The land question remains a question in that the answer to it is often avoided. There has been a plethora of interventions on the land question, but there is political paralysis in dealing with the question that squarely confronts the land question, let alone with the fact that the conception of being – the ontological entity so to speak – is rendered absent, if not erased, from the land question. The absence of being suggests that the importance of land has nothing to do with those to whom land is of paramount importance. Added to that, the story of antiblack racism is a continuing silence. This means that there is no race in the land question; the land question is a question with no racist-settler-colonial past and its aftermath.
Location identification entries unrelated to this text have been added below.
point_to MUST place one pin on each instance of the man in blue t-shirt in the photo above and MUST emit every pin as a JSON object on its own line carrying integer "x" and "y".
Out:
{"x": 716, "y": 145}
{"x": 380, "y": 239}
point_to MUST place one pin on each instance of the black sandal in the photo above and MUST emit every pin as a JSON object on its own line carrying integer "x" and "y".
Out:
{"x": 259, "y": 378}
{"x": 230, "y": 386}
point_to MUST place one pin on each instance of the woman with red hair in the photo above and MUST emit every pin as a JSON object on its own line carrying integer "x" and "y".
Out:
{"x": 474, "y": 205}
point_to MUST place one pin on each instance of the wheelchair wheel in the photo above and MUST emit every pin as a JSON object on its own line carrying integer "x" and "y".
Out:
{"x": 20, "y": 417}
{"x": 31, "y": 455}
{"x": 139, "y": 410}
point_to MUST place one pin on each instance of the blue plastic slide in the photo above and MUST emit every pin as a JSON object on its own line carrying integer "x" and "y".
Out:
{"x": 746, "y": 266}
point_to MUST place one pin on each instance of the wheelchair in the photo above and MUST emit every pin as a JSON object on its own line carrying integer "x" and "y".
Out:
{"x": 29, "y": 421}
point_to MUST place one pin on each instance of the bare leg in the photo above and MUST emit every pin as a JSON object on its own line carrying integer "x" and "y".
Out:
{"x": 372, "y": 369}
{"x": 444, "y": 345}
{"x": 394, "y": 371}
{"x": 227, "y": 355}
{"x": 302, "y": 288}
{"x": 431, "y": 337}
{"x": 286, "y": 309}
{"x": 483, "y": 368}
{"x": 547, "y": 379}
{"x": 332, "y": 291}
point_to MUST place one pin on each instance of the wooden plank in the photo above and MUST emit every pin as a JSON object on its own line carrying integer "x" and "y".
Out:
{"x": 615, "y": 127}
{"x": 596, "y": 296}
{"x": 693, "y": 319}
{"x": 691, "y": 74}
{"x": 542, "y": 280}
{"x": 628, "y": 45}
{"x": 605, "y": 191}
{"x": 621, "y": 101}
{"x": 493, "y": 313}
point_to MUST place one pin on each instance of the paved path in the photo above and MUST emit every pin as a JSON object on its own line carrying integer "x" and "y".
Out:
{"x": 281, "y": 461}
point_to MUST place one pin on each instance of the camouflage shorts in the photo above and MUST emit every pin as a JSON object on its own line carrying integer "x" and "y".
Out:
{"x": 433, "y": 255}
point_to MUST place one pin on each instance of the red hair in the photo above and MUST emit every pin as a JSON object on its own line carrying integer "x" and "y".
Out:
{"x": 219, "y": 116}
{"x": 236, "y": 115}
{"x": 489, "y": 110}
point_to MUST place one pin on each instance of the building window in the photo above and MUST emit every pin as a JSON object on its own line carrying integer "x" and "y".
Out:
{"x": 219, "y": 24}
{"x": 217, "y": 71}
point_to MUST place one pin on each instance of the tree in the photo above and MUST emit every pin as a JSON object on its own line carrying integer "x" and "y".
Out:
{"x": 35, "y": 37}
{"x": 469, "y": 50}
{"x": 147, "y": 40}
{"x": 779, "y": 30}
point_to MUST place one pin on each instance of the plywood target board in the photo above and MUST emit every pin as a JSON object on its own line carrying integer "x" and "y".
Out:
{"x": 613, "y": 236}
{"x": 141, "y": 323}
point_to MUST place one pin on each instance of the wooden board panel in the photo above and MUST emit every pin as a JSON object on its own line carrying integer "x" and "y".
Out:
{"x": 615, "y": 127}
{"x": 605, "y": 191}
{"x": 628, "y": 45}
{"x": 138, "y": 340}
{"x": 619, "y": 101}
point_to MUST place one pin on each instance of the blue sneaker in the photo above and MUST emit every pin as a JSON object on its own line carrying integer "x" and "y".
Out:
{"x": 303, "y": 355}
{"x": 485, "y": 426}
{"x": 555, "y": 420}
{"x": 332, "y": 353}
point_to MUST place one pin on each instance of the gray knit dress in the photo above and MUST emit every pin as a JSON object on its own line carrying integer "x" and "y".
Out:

The origin of the land question
The origin of the land question can be located in the historical scandal of the racist-settler-colonial arrangement that stretches as far back as the colonial encounter of 1652. Thami ka Plaatjie (2003, 287) argues that ‘the land crisis in this country dates back to 1652, when the first white settlers arrived to stay in the country and commenced dispossessing Africans of their land’. The Natives Land Act (No. 27 of 1913) is not the beginning of land dispossession as the post-1994 land discourse seems to suggest, but rather a continuation of the racist-settler-colonial land theft that was inaugurated in 1652. The difference, of course, is that the Natives Land Act legalized land theft and institutionalized, naturalized and normalized the existential condition of landlessness of the black. It is still unimaginable, according to Wellington Thwala (2002, 2), that the ‘Native[s] Land Act resulted in only 10 per cent of the land [being] reserved for blacks’. According to Lungisile Ntsebeza (2005, 2–3), this was notorious legislation that ‘appropriated more than 90 per cent of the land surface’. As a result, white farmers benefited from substantial farming subsidies, while black agriculture was constrained and depleted. This was followed by the passing of the Native Trust and Land Act (No. 18 of 1936), which allocated the already promised land to the reserves (the areas geographically marked for black people, who did not have the right to own property there).